Twenty of his colour photographs, printed in a large-scale format, are now being exhibited with the exhibition Monet at Giverny: Masterpieces from the Musée Marmottan,, which opens today at the MMFA.

"When I first got the assignment, I wondered if I should reproduce the actual locations of the paintings, but then I thought, no, I'm a photographer, I'll do it my way," he said recently.

It was a departure in subject matter for Szilasi, who tends to be a documentarist, and he thinks that was a factor in choosing him for the project.

"I think I did capture the garden as a landscape. I didn't do any close-ups of flowers -- you'll notice that Monet didn't paint any, either. I included the sky and the surrounding Normandy hills."

His favourite photos were taken of the garden in winter, when there were no flowers, few tourists, and a beautiful, delicate light. Altogether, Szilasi made five trips to France to photograph the garden. (His spring visit was too early for the irises, which were essential, given their prominence in the paintings.)

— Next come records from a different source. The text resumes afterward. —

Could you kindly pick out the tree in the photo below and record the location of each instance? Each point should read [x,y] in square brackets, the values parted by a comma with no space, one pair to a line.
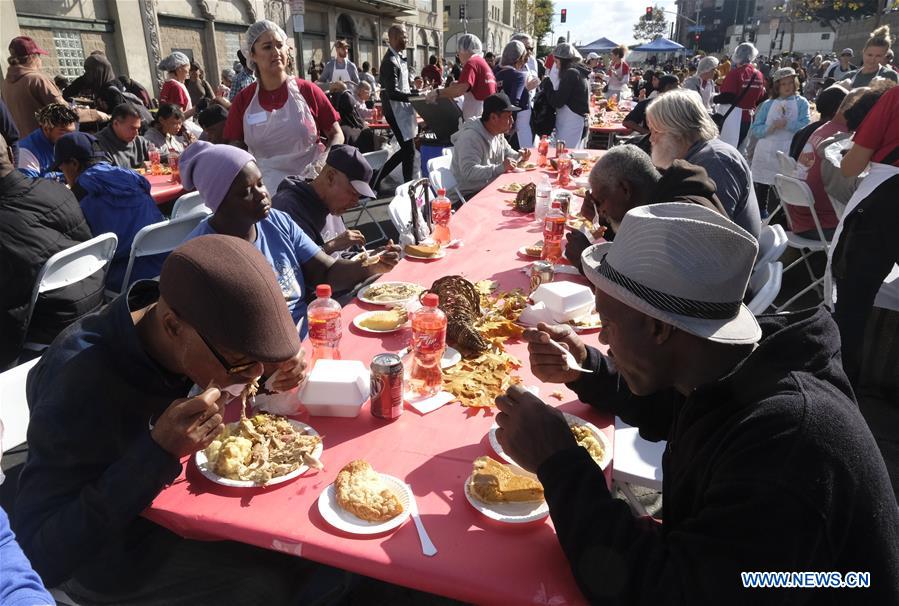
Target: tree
[650,28]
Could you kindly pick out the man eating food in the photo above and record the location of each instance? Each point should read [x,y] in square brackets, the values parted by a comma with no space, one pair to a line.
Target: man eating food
[110,425]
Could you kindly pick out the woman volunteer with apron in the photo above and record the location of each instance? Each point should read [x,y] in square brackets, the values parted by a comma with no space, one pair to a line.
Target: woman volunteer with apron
[284,139]
[775,123]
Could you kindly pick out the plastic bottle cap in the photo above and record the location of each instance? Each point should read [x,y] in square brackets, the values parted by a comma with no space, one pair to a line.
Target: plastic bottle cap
[323,291]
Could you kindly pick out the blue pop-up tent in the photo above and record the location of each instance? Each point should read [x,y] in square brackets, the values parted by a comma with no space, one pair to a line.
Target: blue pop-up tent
[603,45]
[659,45]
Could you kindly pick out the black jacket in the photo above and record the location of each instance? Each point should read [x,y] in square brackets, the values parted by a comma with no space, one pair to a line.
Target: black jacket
[39,218]
[770,468]
[390,77]
[573,91]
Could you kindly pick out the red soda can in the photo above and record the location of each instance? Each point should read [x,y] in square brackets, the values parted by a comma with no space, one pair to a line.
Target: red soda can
[386,386]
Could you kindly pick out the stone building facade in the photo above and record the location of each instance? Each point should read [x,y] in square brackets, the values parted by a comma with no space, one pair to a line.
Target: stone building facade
[136,34]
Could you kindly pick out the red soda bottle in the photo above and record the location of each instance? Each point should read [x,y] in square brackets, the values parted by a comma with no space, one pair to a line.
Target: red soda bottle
[428,343]
[553,230]
[542,151]
[325,330]
[440,215]
[564,169]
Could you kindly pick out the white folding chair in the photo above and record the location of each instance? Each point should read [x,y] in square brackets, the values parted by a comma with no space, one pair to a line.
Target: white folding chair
[765,283]
[67,267]
[441,174]
[161,237]
[14,411]
[376,160]
[400,211]
[189,204]
[794,192]
[636,461]
[772,244]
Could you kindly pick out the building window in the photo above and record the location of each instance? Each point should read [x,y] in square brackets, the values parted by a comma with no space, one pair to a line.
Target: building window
[69,52]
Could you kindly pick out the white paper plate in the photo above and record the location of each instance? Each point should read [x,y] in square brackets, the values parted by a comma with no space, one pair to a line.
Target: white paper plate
[438,255]
[509,513]
[339,518]
[361,295]
[203,463]
[357,322]
[572,420]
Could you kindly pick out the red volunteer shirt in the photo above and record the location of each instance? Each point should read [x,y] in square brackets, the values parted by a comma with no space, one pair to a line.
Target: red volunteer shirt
[880,128]
[479,77]
[322,111]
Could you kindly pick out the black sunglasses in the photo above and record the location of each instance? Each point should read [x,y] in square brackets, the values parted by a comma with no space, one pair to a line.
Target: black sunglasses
[231,369]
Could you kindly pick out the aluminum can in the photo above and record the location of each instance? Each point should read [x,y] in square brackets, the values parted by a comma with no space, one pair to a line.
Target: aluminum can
[541,272]
[386,386]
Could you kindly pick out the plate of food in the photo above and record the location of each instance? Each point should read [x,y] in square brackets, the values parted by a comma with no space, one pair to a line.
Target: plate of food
[382,321]
[505,493]
[586,323]
[261,450]
[512,188]
[586,434]
[363,501]
[534,251]
[430,250]
[389,293]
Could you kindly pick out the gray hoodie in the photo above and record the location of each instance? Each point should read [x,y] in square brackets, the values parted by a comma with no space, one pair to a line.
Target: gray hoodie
[478,156]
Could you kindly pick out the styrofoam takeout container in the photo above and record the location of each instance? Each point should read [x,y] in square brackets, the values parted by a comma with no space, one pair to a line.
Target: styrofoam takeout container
[564,300]
[336,388]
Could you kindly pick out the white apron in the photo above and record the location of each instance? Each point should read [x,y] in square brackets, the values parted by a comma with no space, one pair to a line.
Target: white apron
[730,132]
[403,112]
[471,107]
[340,74]
[570,127]
[888,296]
[284,141]
[765,164]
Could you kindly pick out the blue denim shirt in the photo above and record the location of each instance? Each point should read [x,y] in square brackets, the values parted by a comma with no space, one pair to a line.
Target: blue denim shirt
[92,465]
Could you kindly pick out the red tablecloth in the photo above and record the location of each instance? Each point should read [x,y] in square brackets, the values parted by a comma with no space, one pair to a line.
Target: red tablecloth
[478,560]
[163,190]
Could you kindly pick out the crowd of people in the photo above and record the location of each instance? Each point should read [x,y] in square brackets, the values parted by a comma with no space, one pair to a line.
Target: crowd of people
[770,462]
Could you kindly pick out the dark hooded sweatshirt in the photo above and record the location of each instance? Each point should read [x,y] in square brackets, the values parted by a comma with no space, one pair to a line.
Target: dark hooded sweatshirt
[769,468]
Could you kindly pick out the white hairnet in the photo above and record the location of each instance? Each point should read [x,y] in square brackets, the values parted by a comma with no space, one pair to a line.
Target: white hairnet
[253,33]
[707,64]
[173,62]
[470,43]
[744,53]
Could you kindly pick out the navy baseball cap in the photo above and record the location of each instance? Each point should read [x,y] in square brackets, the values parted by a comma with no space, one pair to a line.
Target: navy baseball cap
[350,161]
[77,146]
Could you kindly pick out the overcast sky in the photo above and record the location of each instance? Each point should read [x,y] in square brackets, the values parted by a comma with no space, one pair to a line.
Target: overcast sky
[592,19]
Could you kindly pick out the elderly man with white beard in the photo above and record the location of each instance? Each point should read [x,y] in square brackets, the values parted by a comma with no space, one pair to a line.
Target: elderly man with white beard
[682,129]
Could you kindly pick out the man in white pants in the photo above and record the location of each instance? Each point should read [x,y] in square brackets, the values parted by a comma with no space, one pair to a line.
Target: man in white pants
[532,81]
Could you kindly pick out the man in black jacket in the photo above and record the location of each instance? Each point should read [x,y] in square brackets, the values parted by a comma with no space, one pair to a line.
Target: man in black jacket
[769,466]
[395,95]
[38,218]
[625,178]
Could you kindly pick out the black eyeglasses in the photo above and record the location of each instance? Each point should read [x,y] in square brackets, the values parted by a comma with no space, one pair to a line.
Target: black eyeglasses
[231,369]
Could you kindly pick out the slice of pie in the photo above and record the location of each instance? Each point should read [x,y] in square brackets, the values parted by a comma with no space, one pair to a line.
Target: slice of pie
[493,482]
[362,492]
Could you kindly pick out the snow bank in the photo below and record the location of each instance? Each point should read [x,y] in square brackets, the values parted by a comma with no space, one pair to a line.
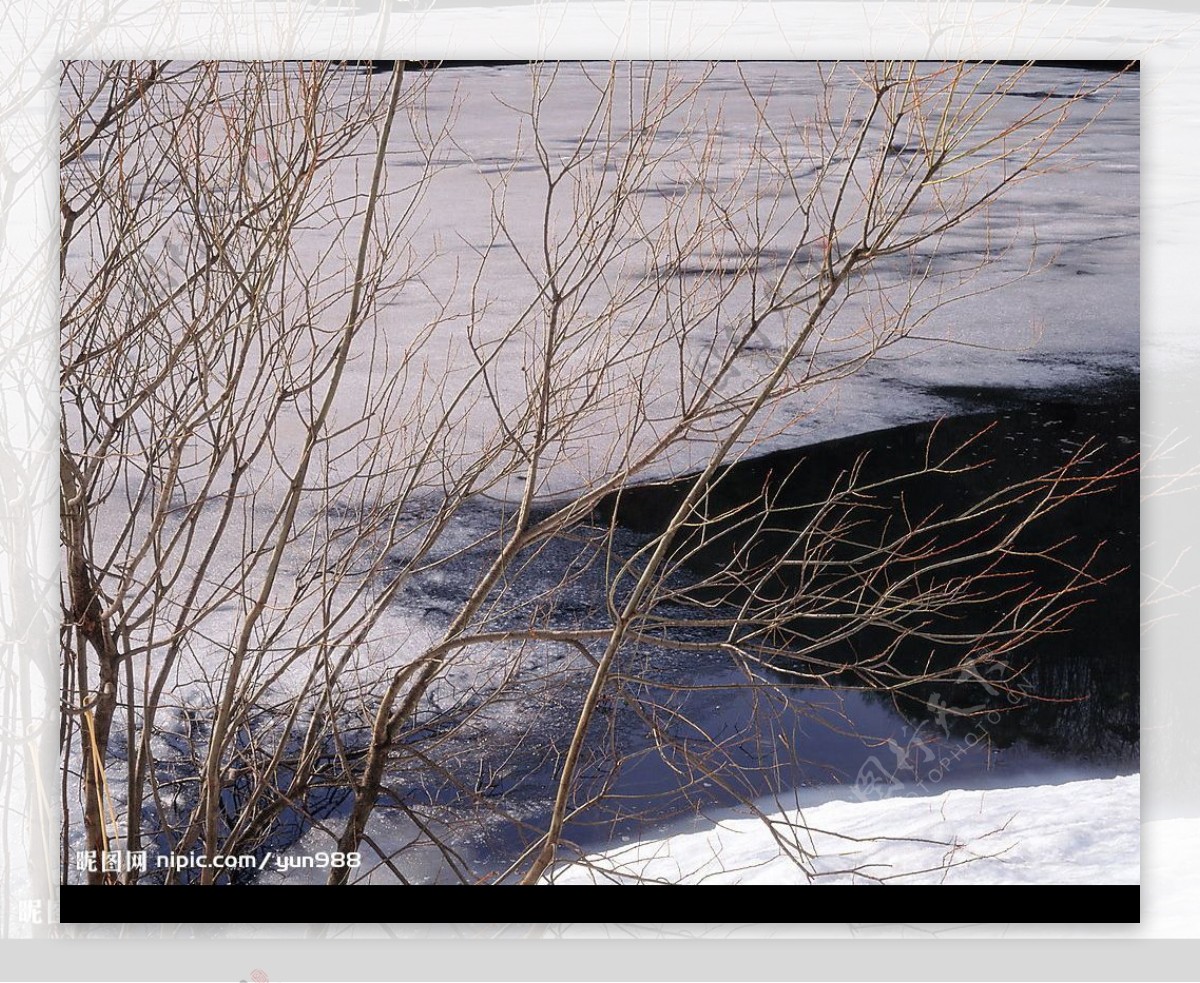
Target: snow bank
[1080,832]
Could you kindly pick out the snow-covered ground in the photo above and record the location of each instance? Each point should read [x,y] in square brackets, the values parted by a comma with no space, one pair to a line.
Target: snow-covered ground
[1077,833]
[1073,321]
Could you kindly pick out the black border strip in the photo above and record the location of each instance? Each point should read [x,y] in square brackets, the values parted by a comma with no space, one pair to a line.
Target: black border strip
[1026,904]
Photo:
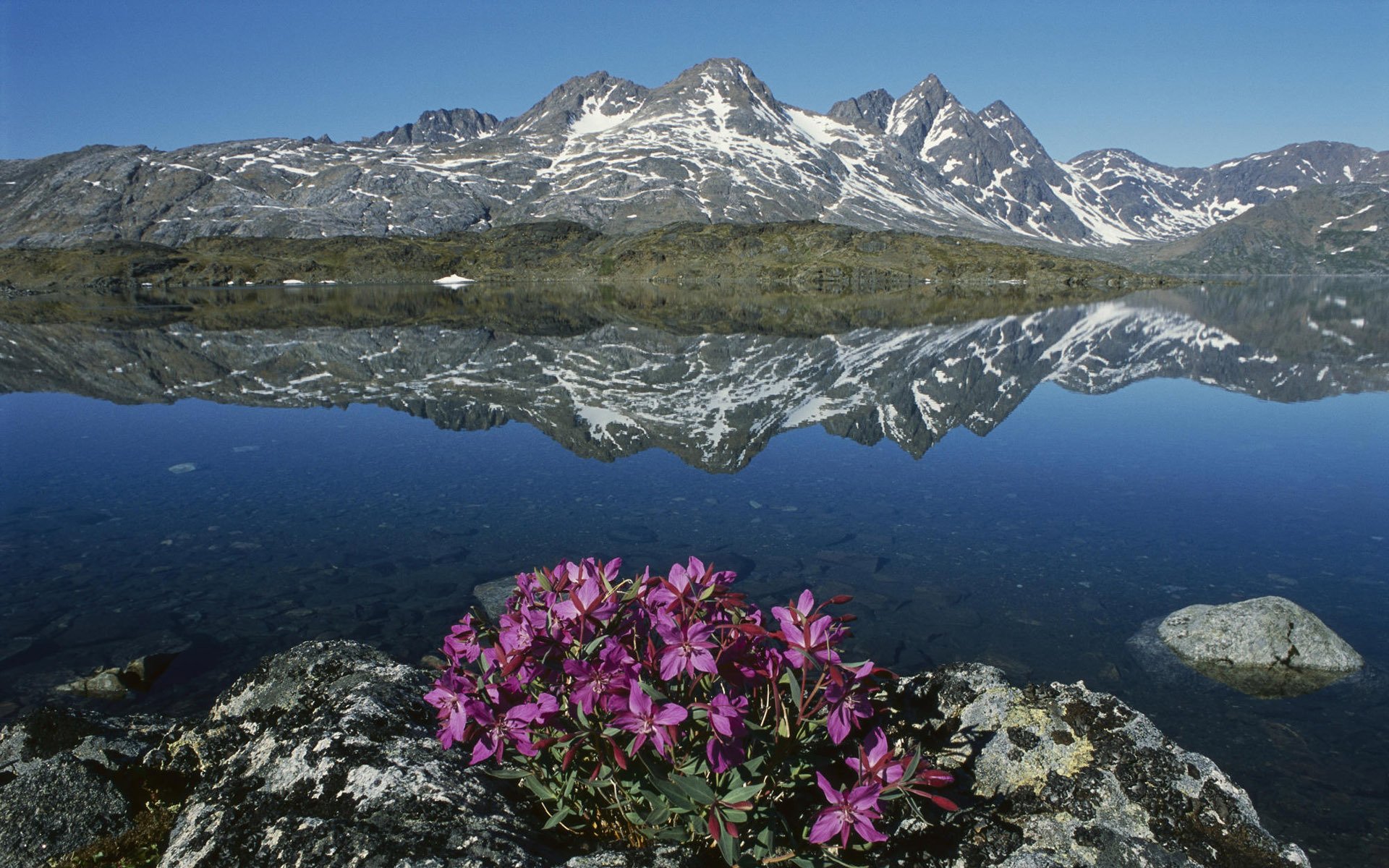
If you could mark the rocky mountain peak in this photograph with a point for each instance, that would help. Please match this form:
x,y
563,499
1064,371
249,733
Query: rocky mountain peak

One of the pioneers of what was to be called the Impressionist movement, Monet attacked his canvases with great intensity, trying to capture the interplay of light and colour at a precise, fleeting moment.

In the 1890s, he bought a huge garden at Giverny, not far from Paris, and soon had as many as seven gardeners working under his direction. He painted there from 1899 until his death in 1926, producing dozens of large paintings.

In the 1970s, an American philanthropist started a drive to restore Giverny to its former glory. Now it is one of France's major tourist attractions. Szilasi said that he took his photos in the early morning and evening hours, not only because the light was more interesting then, but because in the summer, as many as 2,000 people a day are visiting the site.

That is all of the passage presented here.